Kagge, gerek kutup dairelerinde yürürken gerek Everest Dağı’na tırmanırken işi kolaylaştıran teknik yardım imkânlarını bir kenara bırakıp acı çektiğini ve pek çok zahmete katlandığını not ediyor. Başka bir deyişle yüzeysellik yerine derinliği seçiyor; konforunu en aza indirip yaşamı ve dünyanın sunduklarını hissetmeye yöneliyor. Yürüyerek küçük şeylerden keyif almayı ve sıradan zevklerin tadını çıkarmayı öğreniyor. Başkalarına bağlı olmamanın, geçmiş ve geleceği önemsiz kılmanın güzelliğinin ayırdına varırken zihninde endişeler uyanınca "oturarak geçen hayat somutluğunu kaybeder" diyor.
Kagge için yürümenin sıkıntılardan kurtulma gibi pragmatik bir tarafı var. Sadece bu değil elbette; yazar, anlattığı hikayelerle ve yaşadıklarından hareketle yürümenin, insanı yol ayrımlarıyla karşılaştırdığını, dünyadan uzaklaşmasını sağlayarak huzurlu kıldığını ya da zihnini çalıştırarak sorunların ortasına atabildiğini de söylüyor.

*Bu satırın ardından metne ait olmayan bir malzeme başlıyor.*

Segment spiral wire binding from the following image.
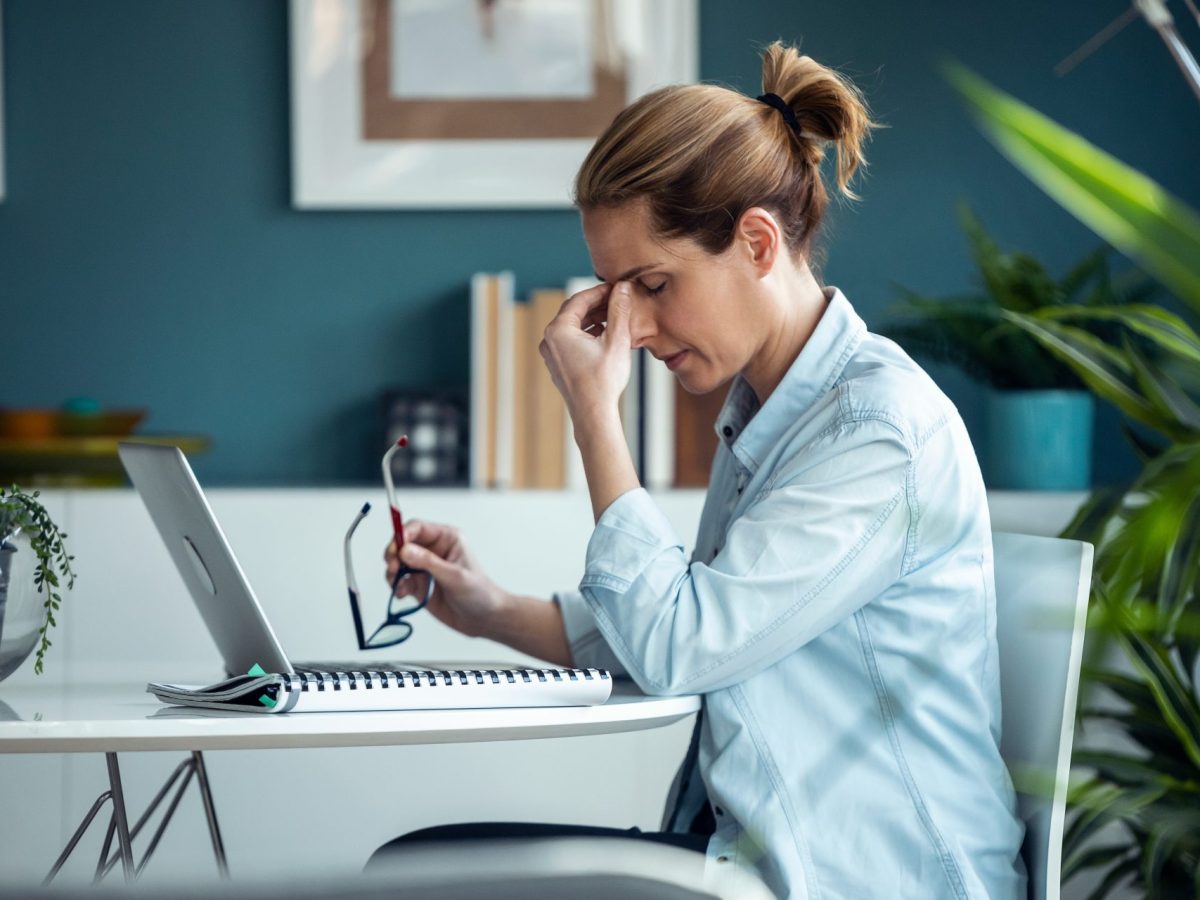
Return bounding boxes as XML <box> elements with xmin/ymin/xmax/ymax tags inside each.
<box><xmin>280</xmin><ymin>668</ymin><xmax>611</xmax><ymax>691</ymax></box>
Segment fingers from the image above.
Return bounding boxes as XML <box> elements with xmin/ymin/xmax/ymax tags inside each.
<box><xmin>400</xmin><ymin>542</ymin><xmax>460</xmax><ymax>583</ymax></box>
<box><xmin>551</xmin><ymin>283</ymin><xmax>612</xmax><ymax>329</ymax></box>
<box><xmin>605</xmin><ymin>281</ymin><xmax>632</xmax><ymax>349</ymax></box>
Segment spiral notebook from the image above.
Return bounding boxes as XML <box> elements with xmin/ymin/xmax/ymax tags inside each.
<box><xmin>118</xmin><ymin>443</ymin><xmax>612</xmax><ymax>713</ymax></box>
<box><xmin>146</xmin><ymin>667</ymin><xmax>612</xmax><ymax>713</ymax></box>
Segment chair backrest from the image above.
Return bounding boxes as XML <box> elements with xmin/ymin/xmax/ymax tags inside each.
<box><xmin>992</xmin><ymin>533</ymin><xmax>1092</xmax><ymax>900</ymax></box>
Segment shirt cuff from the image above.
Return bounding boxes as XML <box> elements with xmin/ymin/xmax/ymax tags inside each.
<box><xmin>553</xmin><ymin>590</ymin><xmax>629</xmax><ymax>676</ymax></box>
<box><xmin>580</xmin><ymin>487</ymin><xmax>683</xmax><ymax>593</ymax></box>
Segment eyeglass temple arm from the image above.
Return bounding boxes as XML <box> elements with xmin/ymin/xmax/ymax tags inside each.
<box><xmin>383</xmin><ymin>434</ymin><xmax>408</xmax><ymax>551</ymax></box>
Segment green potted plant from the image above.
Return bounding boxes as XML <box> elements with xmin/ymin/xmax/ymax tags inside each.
<box><xmin>949</xmin><ymin>66</ymin><xmax>1200</xmax><ymax>898</ymax></box>
<box><xmin>883</xmin><ymin>205</ymin><xmax>1152</xmax><ymax>491</ymax></box>
<box><xmin>0</xmin><ymin>485</ymin><xmax>76</xmax><ymax>680</ymax></box>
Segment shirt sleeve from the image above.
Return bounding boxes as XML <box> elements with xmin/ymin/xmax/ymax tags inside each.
<box><xmin>553</xmin><ymin>590</ymin><xmax>629</xmax><ymax>676</ymax></box>
<box><xmin>580</xmin><ymin>420</ymin><xmax>913</xmax><ymax>694</ymax></box>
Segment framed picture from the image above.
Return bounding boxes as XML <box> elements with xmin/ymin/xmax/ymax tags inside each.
<box><xmin>290</xmin><ymin>0</ymin><xmax>697</xmax><ymax>209</ymax></box>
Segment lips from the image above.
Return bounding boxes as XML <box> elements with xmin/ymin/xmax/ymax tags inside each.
<box><xmin>662</xmin><ymin>350</ymin><xmax>688</xmax><ymax>372</ymax></box>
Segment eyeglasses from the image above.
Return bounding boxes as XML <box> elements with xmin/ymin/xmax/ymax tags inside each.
<box><xmin>342</xmin><ymin>436</ymin><xmax>434</xmax><ymax>650</ymax></box>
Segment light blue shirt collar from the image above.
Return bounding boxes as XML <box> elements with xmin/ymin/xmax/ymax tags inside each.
<box><xmin>713</xmin><ymin>287</ymin><xmax>866</xmax><ymax>474</ymax></box>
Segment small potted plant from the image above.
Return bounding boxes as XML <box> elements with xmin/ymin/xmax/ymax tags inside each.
<box><xmin>883</xmin><ymin>206</ymin><xmax>1153</xmax><ymax>491</ymax></box>
<box><xmin>0</xmin><ymin>485</ymin><xmax>76</xmax><ymax>680</ymax></box>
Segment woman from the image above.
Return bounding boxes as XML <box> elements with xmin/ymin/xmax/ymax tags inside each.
<box><xmin>374</xmin><ymin>43</ymin><xmax>1024</xmax><ymax>900</ymax></box>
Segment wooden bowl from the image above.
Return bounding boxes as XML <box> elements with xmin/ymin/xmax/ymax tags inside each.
<box><xmin>0</xmin><ymin>409</ymin><xmax>59</xmax><ymax>440</ymax></box>
<box><xmin>59</xmin><ymin>409</ymin><xmax>146</xmax><ymax>437</ymax></box>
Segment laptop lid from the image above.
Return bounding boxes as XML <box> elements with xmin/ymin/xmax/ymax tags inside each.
<box><xmin>118</xmin><ymin>443</ymin><xmax>293</xmax><ymax>674</ymax></box>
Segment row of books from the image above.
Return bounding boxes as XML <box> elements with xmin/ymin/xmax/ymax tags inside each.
<box><xmin>469</xmin><ymin>272</ymin><xmax>722</xmax><ymax>490</ymax></box>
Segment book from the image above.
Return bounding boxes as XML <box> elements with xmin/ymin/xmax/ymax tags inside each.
<box><xmin>510</xmin><ymin>301</ymin><xmax>532</xmax><ymax>490</ymax></box>
<box><xmin>470</xmin><ymin>272</ymin><xmax>515</xmax><ymax>487</ymax></box>
<box><xmin>642</xmin><ymin>358</ymin><xmax>677</xmax><ymax>491</ymax></box>
<box><xmin>469</xmin><ymin>272</ymin><xmax>497</xmax><ymax>487</ymax></box>
<box><xmin>146</xmin><ymin>666</ymin><xmax>612</xmax><ymax>713</ymax></box>
<box><xmin>563</xmin><ymin>275</ymin><xmax>600</xmax><ymax>491</ymax></box>
<box><xmin>528</xmin><ymin>289</ymin><xmax>566</xmax><ymax>490</ymax></box>
<box><xmin>492</xmin><ymin>272</ymin><xmax>516</xmax><ymax>487</ymax></box>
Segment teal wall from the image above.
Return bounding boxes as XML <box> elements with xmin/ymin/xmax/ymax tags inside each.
<box><xmin>0</xmin><ymin>0</ymin><xmax>1200</xmax><ymax>485</ymax></box>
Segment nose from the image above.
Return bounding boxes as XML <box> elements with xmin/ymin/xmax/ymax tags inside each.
<box><xmin>629</xmin><ymin>298</ymin><xmax>658</xmax><ymax>350</ymax></box>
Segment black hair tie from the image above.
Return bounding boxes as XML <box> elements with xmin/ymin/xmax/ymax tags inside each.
<box><xmin>757</xmin><ymin>94</ymin><xmax>804</xmax><ymax>138</ymax></box>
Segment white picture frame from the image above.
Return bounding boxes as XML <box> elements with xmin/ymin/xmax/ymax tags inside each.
<box><xmin>289</xmin><ymin>0</ymin><xmax>698</xmax><ymax>209</ymax></box>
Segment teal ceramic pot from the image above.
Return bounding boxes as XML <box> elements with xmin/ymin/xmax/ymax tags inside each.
<box><xmin>986</xmin><ymin>390</ymin><xmax>1096</xmax><ymax>491</ymax></box>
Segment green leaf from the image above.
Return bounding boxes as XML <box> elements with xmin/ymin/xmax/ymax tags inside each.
<box><xmin>1031</xmin><ymin>304</ymin><xmax>1200</xmax><ymax>364</ymax></box>
<box><xmin>1120</xmin><ymin>631</ymin><xmax>1200</xmax><ymax>766</ymax></box>
<box><xmin>1126</xmin><ymin>342</ymin><xmax>1200</xmax><ymax>436</ymax></box>
<box><xmin>1158</xmin><ymin>491</ymin><xmax>1200</xmax><ymax>643</ymax></box>
<box><xmin>1004</xmin><ymin>311</ymin><xmax>1170</xmax><ymax>433</ymax></box>
<box><xmin>1060</xmin><ymin>844</ymin><xmax>1129</xmax><ymax>882</ymax></box>
<box><xmin>946</xmin><ymin>64</ymin><xmax>1200</xmax><ymax>310</ymax></box>
<box><xmin>1072</xmin><ymin>750</ymin><xmax>1200</xmax><ymax>793</ymax></box>
<box><xmin>1087</xmin><ymin>854</ymin><xmax>1138</xmax><ymax>900</ymax></box>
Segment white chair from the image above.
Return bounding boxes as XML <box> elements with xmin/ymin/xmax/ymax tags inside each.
<box><xmin>992</xmin><ymin>532</ymin><xmax>1093</xmax><ymax>900</ymax></box>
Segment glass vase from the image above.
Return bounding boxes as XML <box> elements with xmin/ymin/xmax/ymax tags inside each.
<box><xmin>0</xmin><ymin>530</ymin><xmax>46</xmax><ymax>680</ymax></box>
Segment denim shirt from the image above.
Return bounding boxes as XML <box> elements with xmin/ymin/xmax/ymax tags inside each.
<box><xmin>554</xmin><ymin>289</ymin><xmax>1025</xmax><ymax>900</ymax></box>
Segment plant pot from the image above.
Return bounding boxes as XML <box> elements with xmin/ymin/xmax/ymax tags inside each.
<box><xmin>986</xmin><ymin>390</ymin><xmax>1096</xmax><ymax>491</ymax></box>
<box><xmin>0</xmin><ymin>532</ymin><xmax>46</xmax><ymax>680</ymax></box>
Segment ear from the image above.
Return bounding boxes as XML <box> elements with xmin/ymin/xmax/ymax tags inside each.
<box><xmin>733</xmin><ymin>206</ymin><xmax>787</xmax><ymax>278</ymax></box>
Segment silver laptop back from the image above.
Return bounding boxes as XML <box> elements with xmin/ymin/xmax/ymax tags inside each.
<box><xmin>118</xmin><ymin>443</ymin><xmax>293</xmax><ymax>674</ymax></box>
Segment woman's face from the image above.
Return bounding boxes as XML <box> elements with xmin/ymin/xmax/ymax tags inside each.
<box><xmin>583</xmin><ymin>200</ymin><xmax>763</xmax><ymax>394</ymax></box>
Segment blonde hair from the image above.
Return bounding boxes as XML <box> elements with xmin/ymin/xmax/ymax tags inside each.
<box><xmin>575</xmin><ymin>41</ymin><xmax>876</xmax><ymax>256</ymax></box>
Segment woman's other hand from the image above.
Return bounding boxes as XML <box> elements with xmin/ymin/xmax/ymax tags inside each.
<box><xmin>538</xmin><ymin>282</ymin><xmax>631</xmax><ymax>425</ymax></box>
<box><xmin>384</xmin><ymin>520</ymin><xmax>508</xmax><ymax>637</ymax></box>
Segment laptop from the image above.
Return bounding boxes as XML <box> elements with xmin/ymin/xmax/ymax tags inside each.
<box><xmin>118</xmin><ymin>443</ymin><xmax>364</xmax><ymax>676</ymax></box>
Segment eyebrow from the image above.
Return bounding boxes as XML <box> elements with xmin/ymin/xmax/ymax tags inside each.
<box><xmin>594</xmin><ymin>263</ymin><xmax>662</xmax><ymax>284</ymax></box>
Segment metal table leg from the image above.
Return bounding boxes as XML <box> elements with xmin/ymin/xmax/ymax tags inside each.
<box><xmin>42</xmin><ymin>751</ymin><xmax>229</xmax><ymax>884</ymax></box>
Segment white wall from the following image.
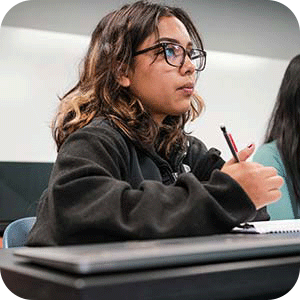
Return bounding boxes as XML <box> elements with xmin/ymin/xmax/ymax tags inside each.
<box><xmin>0</xmin><ymin>26</ymin><xmax>288</xmax><ymax>162</ymax></box>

Kagge’ye göre yürüyüş, çıkış ve varış noktalarının ötesinde bir süreç. Ne kadar mesafe kat edildiği ya da kaldığı değil, yürüyüşün kendisi ve yürürken düşündüklerimiz önemli. 'Yürümek Adım Adım' da Kagge’nin bu düşünme sürecinin bir ürünü; yürüyüş üzerine bir düşünme kitabı. Başka bir deyişle yazarın, "hedefe varsanız da ertesi gün yürümeye devam edersiniz; yürüyüş bir ömür sürebilir" dediği, yürümenin felsefesine dair metinler bütünü.